Ferzan Özpetek‘in son filmini görmek üzere İstanbul’un Asya Kıtası bölgesinden yollara düşüp de Avrupa kıta sahanlığını küçük bir vapurla aşmaya çalışırken, henüz vakit sabahın körüydü. Oldukça zorlu bir yolculuk sonunda Avrupa topraklarına ayak bastıktan sonra dahi, önümde, tabanvayla aşılması gereken bir kaç kilometrelik yol daha uzanıyordu..
Numan Serteli
Kulak zarlarımı zorlayarak beynimin loş koridorlarında yankılanan, benim oğlanın ‘Bubaya Müzik’ başlığı altında yeni toparlayıp da takdim eylediği ‘metalik’ empiüç nağmeleriyle ritmi tutturmuş vaziyette yürüyerek Dersaadet’in en Avrupai bölgelerinden birindeki sinemaya nihayet vardığımda, bizim sabahın gözleri de artık açılıvermişti..

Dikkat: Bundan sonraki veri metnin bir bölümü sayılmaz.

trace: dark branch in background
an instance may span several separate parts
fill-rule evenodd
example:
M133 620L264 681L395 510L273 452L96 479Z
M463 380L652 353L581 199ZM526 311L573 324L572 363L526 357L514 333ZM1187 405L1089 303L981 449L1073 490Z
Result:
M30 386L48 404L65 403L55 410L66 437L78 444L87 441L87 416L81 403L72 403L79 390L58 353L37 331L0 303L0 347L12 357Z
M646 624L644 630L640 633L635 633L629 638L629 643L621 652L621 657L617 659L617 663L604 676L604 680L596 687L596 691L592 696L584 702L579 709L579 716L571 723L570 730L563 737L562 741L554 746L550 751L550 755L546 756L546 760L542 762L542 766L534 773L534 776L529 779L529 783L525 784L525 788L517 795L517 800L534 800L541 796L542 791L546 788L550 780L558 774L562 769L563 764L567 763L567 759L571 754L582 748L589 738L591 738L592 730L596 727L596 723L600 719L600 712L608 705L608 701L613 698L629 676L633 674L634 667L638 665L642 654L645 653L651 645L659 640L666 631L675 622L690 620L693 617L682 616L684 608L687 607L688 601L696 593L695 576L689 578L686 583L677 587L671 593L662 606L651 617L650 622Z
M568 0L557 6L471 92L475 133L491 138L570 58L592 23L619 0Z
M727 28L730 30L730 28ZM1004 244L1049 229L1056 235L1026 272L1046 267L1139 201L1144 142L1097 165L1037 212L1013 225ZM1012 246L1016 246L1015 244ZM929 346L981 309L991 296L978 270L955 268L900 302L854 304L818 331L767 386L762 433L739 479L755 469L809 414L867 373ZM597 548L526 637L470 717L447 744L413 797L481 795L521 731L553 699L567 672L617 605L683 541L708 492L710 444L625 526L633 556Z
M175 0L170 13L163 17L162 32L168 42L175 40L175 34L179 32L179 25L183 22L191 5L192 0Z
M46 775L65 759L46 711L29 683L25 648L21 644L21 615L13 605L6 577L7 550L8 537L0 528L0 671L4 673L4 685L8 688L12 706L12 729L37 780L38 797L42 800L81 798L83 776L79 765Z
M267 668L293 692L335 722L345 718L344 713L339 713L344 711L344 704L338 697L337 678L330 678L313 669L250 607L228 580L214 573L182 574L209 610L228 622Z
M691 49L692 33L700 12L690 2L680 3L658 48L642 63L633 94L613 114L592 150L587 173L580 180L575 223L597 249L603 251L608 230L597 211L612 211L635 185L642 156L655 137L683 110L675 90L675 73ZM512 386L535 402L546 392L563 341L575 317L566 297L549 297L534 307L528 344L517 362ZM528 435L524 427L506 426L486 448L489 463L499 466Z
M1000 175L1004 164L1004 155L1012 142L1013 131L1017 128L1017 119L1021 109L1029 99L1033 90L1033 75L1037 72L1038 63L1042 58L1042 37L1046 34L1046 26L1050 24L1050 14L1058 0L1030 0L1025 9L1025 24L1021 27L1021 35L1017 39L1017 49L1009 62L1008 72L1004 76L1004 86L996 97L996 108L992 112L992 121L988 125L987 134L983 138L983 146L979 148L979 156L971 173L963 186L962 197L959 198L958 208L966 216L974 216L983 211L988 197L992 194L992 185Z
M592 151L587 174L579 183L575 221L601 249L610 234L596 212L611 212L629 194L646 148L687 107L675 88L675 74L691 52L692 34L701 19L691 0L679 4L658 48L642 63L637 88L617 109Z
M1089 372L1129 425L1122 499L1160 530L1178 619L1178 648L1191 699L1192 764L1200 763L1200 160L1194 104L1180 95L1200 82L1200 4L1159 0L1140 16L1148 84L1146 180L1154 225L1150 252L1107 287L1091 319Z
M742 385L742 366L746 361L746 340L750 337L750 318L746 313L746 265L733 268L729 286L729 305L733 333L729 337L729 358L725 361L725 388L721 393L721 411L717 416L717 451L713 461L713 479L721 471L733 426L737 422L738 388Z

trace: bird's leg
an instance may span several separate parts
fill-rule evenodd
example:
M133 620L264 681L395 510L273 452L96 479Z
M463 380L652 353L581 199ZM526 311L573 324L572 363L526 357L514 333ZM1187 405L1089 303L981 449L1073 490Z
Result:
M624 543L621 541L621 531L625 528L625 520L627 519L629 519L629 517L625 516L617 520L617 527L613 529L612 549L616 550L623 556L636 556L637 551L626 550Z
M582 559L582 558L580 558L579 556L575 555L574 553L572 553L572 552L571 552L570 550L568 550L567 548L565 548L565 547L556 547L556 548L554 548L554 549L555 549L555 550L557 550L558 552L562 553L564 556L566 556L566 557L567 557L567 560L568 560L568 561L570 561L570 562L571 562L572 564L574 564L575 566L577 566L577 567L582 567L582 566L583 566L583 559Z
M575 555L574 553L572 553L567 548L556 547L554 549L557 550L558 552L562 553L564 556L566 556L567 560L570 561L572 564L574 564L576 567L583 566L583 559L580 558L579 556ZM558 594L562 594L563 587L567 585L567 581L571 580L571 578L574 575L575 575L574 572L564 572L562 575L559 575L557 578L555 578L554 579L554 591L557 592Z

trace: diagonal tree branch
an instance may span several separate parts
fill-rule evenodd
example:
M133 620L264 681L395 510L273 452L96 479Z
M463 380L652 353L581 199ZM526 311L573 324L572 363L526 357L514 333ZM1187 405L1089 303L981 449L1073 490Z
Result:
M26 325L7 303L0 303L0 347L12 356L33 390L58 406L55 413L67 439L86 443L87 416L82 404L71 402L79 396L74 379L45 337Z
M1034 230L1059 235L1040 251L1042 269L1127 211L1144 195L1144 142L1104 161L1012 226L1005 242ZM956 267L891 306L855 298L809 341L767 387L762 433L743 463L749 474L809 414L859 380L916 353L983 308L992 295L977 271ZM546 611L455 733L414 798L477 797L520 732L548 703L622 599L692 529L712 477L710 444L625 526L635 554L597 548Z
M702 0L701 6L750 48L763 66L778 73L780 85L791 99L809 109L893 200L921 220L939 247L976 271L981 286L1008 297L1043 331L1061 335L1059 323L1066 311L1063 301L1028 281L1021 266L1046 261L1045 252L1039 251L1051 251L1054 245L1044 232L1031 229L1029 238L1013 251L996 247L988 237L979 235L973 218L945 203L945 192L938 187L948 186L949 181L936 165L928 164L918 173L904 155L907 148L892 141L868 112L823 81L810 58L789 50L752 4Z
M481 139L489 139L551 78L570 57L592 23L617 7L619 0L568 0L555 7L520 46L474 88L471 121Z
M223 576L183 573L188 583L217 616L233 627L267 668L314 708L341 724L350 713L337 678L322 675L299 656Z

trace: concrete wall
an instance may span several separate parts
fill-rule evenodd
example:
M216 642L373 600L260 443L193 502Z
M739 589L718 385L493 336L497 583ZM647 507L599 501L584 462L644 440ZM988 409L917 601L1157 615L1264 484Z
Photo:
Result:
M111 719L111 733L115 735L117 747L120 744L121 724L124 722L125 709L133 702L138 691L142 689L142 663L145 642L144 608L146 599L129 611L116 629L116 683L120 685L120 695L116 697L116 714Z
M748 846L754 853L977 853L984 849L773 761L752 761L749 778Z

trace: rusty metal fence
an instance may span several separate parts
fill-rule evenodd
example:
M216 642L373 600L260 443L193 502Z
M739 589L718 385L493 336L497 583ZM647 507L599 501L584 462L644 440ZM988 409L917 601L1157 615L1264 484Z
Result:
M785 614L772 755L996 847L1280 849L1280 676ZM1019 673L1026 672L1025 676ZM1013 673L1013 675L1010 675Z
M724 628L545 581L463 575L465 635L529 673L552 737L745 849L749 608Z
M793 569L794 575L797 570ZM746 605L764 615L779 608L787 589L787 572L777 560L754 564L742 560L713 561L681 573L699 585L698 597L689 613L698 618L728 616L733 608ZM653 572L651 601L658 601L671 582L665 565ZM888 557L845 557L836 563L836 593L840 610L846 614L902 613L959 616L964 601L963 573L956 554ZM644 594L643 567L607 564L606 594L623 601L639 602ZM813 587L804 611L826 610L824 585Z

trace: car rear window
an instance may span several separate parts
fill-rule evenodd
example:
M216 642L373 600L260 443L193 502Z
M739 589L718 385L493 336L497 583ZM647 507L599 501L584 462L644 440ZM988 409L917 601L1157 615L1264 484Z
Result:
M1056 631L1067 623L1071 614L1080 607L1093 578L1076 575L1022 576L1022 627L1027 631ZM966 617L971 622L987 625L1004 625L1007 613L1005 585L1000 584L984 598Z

Gel gör ki mutat ve kahvaltısız olarak çıktığım bu çetin yolculuğun sonunda baş gösteren açlık, yine başımı döndürmeye başlamıştı ki kendimi lobiye hakim bir koltuğa bırakıverdim..
Murat Erşahin‘in geçmiş Ankara seferini kutladıktan hemen sonra gözlerim her zamanki yerinde olması gereken nevaleleri aradı.. Maalesef yerinde yeller esiyordu.. “Gecikmiştir, gelir.. Hele sabreyle Numanım” deyu, kendi kendime moral vererek, büfeye yaklaştım..
Yapacak fazla bir şey yoktu.. Bir şişe su aldım.. Bu arada da etrafı kolaçan edip, pastane kutusu falan aradım.. Bulamadım..
Yeniden yerime oturmadan önce, oldukça eski dostlardan ve yine film piyasasından olan, Ferzan’ın ikiz kardeşleri Asaf ve de Sıddık Özpetek beylerle selamlaştım..
Birazcık da, ünlü ve önemli sinema eleştirmenlerimizden Banu Bozdemir hanfendinin sohbetiyle estirdiği Ankara misket havasıyla oyalandıktan kelli -kasap kedisi misali- soluğu tekrar büfenin önünde aldım..
Bu umarsız seferimden de elimde sadece çay bardağıyla yerime döndüm..
Vakit ilerliyor ve ben artık nevalelerden umudumu tamamen kesiyordum.. Bir yudum çayı, sıcacık bir dereotlu poğçayı ısırır gibi yudumluyor, sonra -sözde- ağzımdakileri yutabilmek için de bir gıdım su içiyordum..
Koskoca filmi aç biilaç seyretmem artık kesinleşmişti.. Kaderime razı oldum.. Bizi oraya davet edip de aç koyanlara, en az kullanılmış sitemlerimi göndere göndere salona girdim..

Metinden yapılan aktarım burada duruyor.